What to do with ever-growing volumes of (particularly unstructured) data and the benefits of slice-and-dicing data to gain insight have been on the business radar for some time. What have differed in this time are the solutions that have been pitched to solve the problem. Ten years ago, business intelligence was the panacea to the data analytics debate.
Business analytics has the capability to enable business owners, strategic marketing professionals and even business managers to analyze and simply understand business opportunities. Another thing, analysis is used for positioning of products as well into the market. In fact, the importance of data analytics cannot be compared to some business tools out there. Data analytics belong to the business intelligence family and the only one that assists a business convert heaps of gathered raw data onto useful business info that can drive business decisions. It is frequently observed that the organizations which pertains data analytics surpass their counterparts. No doubt, data has become a vital resource for the top management.

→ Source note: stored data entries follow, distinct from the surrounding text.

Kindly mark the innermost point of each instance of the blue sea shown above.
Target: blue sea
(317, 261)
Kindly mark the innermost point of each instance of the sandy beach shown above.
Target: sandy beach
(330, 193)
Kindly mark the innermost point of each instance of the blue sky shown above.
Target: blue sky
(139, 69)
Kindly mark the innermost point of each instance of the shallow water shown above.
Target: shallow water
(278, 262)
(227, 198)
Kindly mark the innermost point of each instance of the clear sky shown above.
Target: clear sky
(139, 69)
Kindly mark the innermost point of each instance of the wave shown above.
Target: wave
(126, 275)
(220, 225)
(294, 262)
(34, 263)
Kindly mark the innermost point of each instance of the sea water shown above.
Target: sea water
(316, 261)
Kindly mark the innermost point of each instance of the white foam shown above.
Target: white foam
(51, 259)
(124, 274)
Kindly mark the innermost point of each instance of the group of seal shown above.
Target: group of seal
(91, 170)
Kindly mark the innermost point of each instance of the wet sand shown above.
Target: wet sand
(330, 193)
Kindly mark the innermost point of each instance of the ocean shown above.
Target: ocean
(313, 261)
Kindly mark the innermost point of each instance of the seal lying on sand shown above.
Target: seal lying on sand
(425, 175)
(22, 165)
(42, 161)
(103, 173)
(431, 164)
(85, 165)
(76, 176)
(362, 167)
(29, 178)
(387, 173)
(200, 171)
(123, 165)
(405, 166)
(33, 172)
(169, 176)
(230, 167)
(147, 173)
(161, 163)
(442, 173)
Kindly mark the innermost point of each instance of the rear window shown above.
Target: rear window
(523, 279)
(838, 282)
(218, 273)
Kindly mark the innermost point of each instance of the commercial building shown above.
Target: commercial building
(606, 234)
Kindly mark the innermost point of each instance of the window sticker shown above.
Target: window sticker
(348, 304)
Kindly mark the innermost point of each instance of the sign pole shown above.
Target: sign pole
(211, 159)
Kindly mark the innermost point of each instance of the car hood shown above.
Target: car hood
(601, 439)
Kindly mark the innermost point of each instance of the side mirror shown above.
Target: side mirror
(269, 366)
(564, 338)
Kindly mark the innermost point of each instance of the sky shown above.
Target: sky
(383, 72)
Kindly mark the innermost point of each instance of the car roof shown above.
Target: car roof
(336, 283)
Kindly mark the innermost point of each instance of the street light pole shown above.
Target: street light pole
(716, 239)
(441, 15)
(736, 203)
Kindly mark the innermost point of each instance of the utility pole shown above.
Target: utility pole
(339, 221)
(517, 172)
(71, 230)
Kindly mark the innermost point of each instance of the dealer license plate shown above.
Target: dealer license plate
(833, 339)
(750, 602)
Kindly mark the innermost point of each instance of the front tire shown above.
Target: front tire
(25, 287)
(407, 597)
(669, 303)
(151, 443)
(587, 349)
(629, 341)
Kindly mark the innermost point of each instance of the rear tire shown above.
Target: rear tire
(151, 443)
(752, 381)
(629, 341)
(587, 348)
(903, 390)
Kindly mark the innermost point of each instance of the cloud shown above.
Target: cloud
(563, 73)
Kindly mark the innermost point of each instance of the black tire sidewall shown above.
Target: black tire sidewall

Over that time, the focus has shifted to predictive analytics, in-memory analytics, big data analytics, streaming analytics and more recently to data science, but all these flavors are effectively designed to resolve similar challenges. Here are two examples of the usage of data analytics by big corporations.
Westpac Banking Corp
Westpac Banking Corporation is an Australian bank and financial-services provider headquartered in Westpac Place, Sydney. It is one of Australia’s “big four” banks. Westpac Banking Corp. used data analytics tool known as “KnowMe”. The analytical tool used by the Bank helped it to get 360-degree view of the customer. The tool further helped Bank to capture info about customer activity such as ATM usage and call center interaction from its 12 million customers. Based on behavioral analysis, Westpac targeted customers with new programs or offerings. In nine months, the program enabled Westpac to grow its customer engagement from 1% to 25%
No other platform has as much personal data at its disposal as Facebook, and in fairness to them, they use it to full effect. By targeting very specific ads at the millions of people who use the social network every day, it seems as if Facebook knows more about you than your friends and family, and worryingly, the truth is that it probably does.
Facebook’s unrelenting use of analytics has been one of the most prominent examples of Big Data’s potential to be overly intrusive. Their business model is built entirely around the extraction of our data. We are still however more than happy to offer it up, maybe we’ve invested too much time to quit now? Whatever the case, analytics has been the cornerstone for Facebook’s success as one of the biggest companies in the world.
It is clear from above cases that data analytics is game changer for many companies. It helped Jeff Bezos to create US 300 B$ company and Mark Zuckerberg to create 2 Billion customer websites.